The museum also houses a horse-drawn steam engine that was used to power equipment on bonanza farms in the 1880s as well as a horse-drawn hearse, retired in the 1930s and last used in 1986 for the funeral of the son of the hearse's former owner.
In Bonanzaville's American Indian exhibits, the museum displays a winter count, a pictographic record of events, from Swift Dog, a Lakota who fought at the Battle of the Little Bighorn.
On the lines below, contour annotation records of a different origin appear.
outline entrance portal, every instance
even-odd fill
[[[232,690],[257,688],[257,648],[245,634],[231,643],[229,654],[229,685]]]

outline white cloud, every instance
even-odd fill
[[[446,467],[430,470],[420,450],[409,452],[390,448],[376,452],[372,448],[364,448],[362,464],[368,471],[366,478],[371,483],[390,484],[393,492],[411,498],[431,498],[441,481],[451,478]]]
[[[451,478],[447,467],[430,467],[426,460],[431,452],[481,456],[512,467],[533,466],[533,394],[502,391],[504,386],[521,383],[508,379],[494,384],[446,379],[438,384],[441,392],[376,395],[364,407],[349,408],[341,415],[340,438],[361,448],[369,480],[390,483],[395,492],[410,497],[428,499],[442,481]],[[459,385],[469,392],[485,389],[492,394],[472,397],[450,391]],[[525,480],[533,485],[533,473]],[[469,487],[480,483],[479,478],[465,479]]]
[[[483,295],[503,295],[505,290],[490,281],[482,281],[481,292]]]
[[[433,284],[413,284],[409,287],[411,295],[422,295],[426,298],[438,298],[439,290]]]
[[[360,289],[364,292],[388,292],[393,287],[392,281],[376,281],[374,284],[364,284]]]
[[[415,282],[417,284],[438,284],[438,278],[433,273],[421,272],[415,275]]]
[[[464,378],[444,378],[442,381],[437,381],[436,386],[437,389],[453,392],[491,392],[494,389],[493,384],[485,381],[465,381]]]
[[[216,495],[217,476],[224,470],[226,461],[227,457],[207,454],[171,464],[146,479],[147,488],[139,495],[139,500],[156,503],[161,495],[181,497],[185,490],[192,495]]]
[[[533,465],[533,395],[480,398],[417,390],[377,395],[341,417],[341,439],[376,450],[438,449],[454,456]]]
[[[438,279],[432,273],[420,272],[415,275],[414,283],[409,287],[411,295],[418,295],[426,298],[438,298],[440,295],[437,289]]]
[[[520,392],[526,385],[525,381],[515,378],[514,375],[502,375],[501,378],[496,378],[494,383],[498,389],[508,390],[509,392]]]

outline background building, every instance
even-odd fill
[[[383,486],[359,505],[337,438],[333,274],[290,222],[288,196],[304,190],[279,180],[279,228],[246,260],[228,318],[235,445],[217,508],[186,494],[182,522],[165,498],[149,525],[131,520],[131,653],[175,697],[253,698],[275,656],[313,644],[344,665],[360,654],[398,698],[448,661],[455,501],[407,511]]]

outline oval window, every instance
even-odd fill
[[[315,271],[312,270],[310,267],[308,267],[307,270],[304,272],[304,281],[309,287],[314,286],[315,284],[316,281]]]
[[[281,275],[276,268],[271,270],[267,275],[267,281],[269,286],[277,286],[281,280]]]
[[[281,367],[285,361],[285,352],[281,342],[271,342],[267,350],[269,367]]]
It depicts 1833 as the "year the stars fell," a reference to the Leonid meteor shower, and a drought in the early 1800s when it was so dry people had to draw water from a beaver pond.
"It's probably one of our most historically important items," Johnson said.
One of the Clay County Historical and Cultural Society's more exotic domestic items is an ornamental chair made from buffalo horns and antelope antlers that was crafted in Montana in the 1870s or early 1880s and brought to Clay County.
"Sadly it's a representation of the over hunting of buffalo and also of that time when awful things were being done to Native Americans," said Lisa Vedaa, the society's collections curator. "It's a relic from another period."
The society has several artifacts that recall the steamboat era on the Red River, including a brass whistle from the "International," which made its first run down the river to Fort Garry in Winnipeg in 1862. The "International" was the largest steamboat on the American portion of the Red River; it was retired in 1880, replaced by railroads serving the area.
One of the treasured collections held by the society is from the Thortvedt family, Norwegian immigrants who were pioneers in the Buffalo River settlement northwest of Glyndon.
The Thortvedts were avid diarists, starting with patriarch Levi, whose habit was picked up by four children, most notably his artistic daughter Orabel. Their accounts not only describe people and events, but provide a window into how those events registered with people at the time, archivist Mark Peihl said.
"From my perspective, they're primary sources taken down from the people of the time," he said, referring to historical journals and letters. "They help to give us a sense of how people felt about the things going on around them. These documents give us an insight into that, at least this family's recollections."